Figure BDA0002492651690000151
(2) Relative change amount:
1 hour (19 hours and 18 hours) variance: (saturation specific humidity-actual specific humidity) variation, temperature T variation, dew point temperature TD variation, temperature dew point difference variation T-TD and relative humidity RHW variation.
2 hour (19 hours and 17 hours) variance: (saturation specific humidity-actual specific humidity) variation, temperature T variation, dew point temperature TD variation, temperature dew point difference variation T-TD and relative humidity RHW variation.
3. Forecasting the demand: it was predicted whether or not fogging occurred at 0.5 hour, 1 hour, 2 hours, and 3 hours.
4. Establishing a data sample: respectively establishing the time of 0.5 hour before the fog appearsData samples, 1 hour, 2 hours, 3 hours data samples. For example, whether fog appears at 20:00 is predicted (fog appears at 20 in the data), a data sample at 19:30 is a predicted 0.5 hour data sample, a data sample at 19:00 is a predicted 1 hour sample, a data sample at 18:00 is a predicted 2 hour sample, and a data sample at 17:00 is a predicted 3 hour sample. For the predicted 0.5 hour data sample (19:30), the data includes instantaneous data at the time of the portion 19:30, and the variance. The variance is 19:30 difference of the instantaneous data from the previous 1 hour (Dt-h), from the previous 2 hours (Dt-2 h), etc. E.g. calculating the amount of temperature change, T19:30–T18:30,T19:30–T17:30
5. If some attribute data is missing, interpolation padding can be performed by using data of adjacent 20 minutes.
6. Raw data, data samples were collected 10 minutes.

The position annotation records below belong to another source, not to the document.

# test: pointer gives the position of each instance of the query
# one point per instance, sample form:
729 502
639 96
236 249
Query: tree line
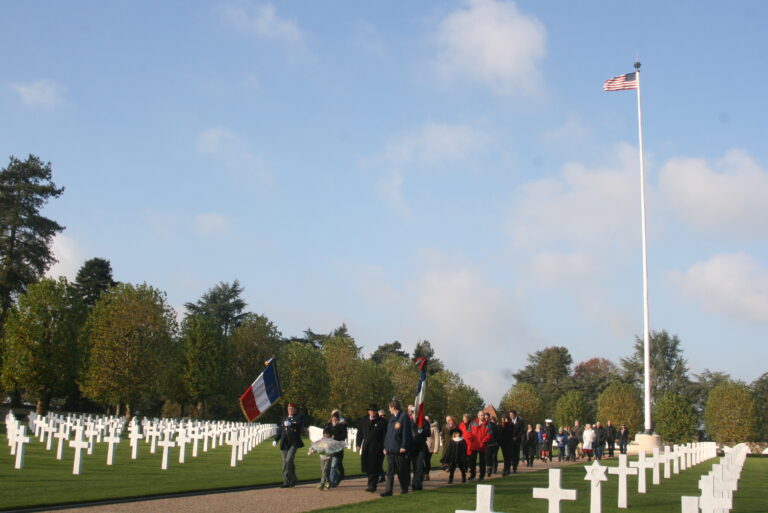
96 344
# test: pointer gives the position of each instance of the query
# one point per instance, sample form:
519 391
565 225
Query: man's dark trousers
398 464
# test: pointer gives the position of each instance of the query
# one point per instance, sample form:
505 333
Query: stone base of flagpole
645 443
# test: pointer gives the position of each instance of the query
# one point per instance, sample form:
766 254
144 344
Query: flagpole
646 322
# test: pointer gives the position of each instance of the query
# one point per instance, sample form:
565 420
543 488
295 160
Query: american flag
620 83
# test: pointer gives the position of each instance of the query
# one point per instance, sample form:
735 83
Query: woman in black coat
370 443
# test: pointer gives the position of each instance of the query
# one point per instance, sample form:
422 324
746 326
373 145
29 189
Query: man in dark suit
398 442
289 438
370 443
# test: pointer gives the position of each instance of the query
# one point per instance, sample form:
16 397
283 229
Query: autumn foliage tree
42 355
675 418
731 414
620 403
130 330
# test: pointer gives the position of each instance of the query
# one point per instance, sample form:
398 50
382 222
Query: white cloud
582 207
732 284
551 268
728 197
389 189
233 152
492 43
436 143
211 224
261 21
41 93
69 255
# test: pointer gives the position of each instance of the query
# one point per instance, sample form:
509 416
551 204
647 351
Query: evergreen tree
93 278
222 303
42 354
25 235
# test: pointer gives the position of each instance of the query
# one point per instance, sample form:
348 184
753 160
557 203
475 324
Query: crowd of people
406 442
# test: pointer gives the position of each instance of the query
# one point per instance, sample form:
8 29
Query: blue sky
450 171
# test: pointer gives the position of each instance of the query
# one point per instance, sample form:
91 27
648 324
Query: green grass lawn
46 481
514 495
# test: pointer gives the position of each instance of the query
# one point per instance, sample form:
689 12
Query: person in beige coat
433 445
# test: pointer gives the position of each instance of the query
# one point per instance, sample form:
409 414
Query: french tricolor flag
421 392
263 393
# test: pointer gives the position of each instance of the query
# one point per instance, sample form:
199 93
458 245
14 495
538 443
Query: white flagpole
646 322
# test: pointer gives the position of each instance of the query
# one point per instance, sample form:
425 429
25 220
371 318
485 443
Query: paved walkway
303 497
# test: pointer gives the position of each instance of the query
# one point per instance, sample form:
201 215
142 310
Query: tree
571 406
591 378
304 378
549 371
223 303
424 349
25 235
130 332
345 371
760 391
93 278
620 403
205 360
385 350
674 418
669 371
524 398
731 414
42 355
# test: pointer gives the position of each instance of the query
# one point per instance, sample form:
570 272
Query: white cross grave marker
656 475
555 493
166 444
20 442
78 444
596 474
484 500
623 470
641 464
112 440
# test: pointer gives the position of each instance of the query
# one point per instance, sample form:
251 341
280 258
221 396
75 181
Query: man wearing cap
397 444
289 438
338 427
370 442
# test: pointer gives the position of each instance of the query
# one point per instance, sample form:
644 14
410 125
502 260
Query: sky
450 171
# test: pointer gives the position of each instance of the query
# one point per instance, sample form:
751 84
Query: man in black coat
289 439
513 432
370 442
610 437
398 442
420 450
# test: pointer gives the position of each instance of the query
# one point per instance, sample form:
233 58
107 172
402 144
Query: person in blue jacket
398 443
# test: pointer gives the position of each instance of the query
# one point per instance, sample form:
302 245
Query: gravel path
303 497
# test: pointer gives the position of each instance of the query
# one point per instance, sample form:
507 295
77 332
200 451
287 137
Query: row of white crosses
674 459
165 433
718 485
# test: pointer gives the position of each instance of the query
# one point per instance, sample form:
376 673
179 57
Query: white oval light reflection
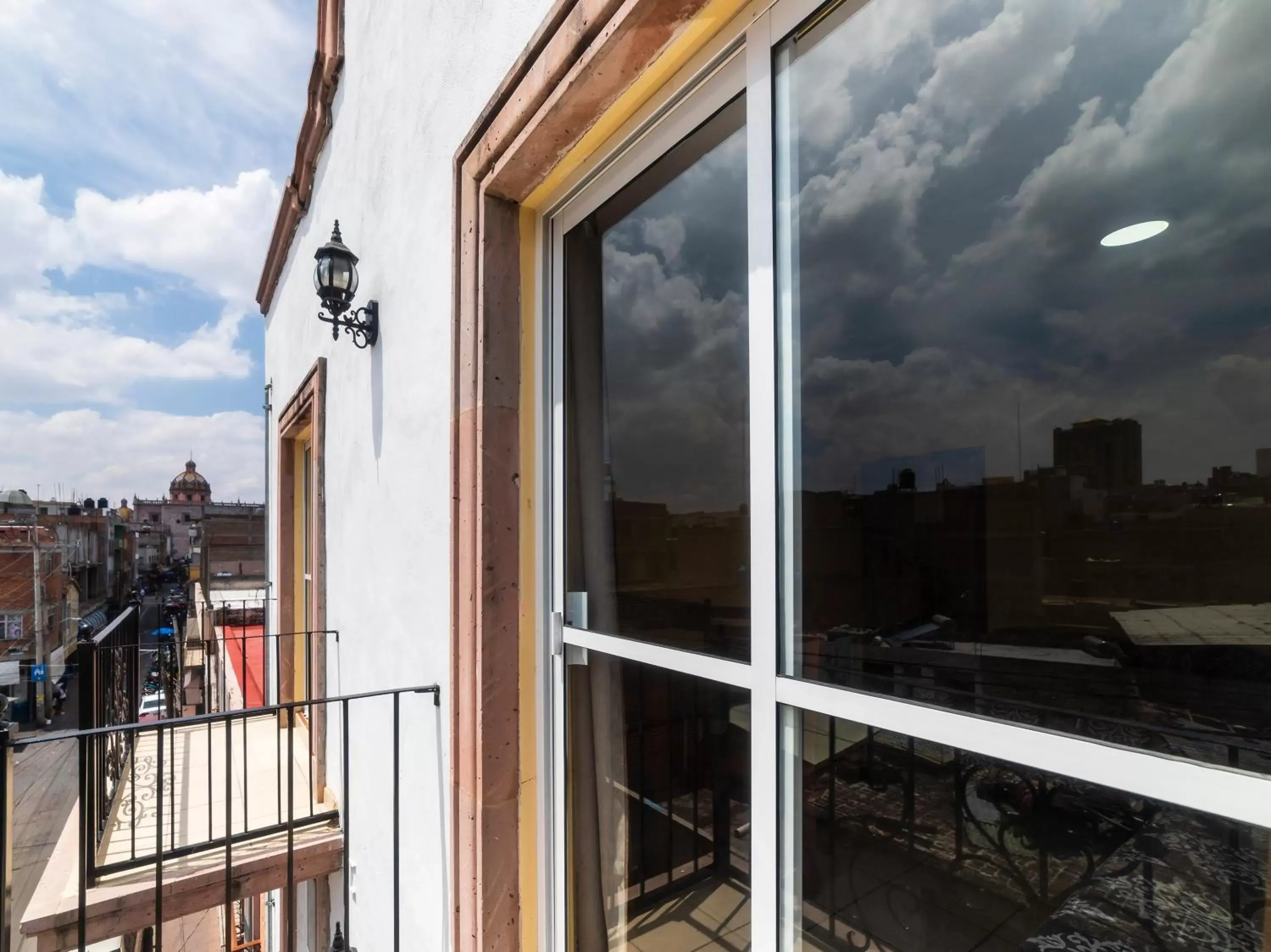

Data processing and training sample library establishment steps:
1. merging same site data
Data items in the original data having the same site (attribute number) are merged into a data subset.
2. Data quality control
Invalid data in the data set is deleted according to the following conditions.
Conditions are as follows:
(1) attribute value of 9999
(2) Judging according to the visibility. When "relative humidity" is less than 80%, and min (1 minute visibility, 10 minute visibility) <1000, the visibility data is considered erroneous.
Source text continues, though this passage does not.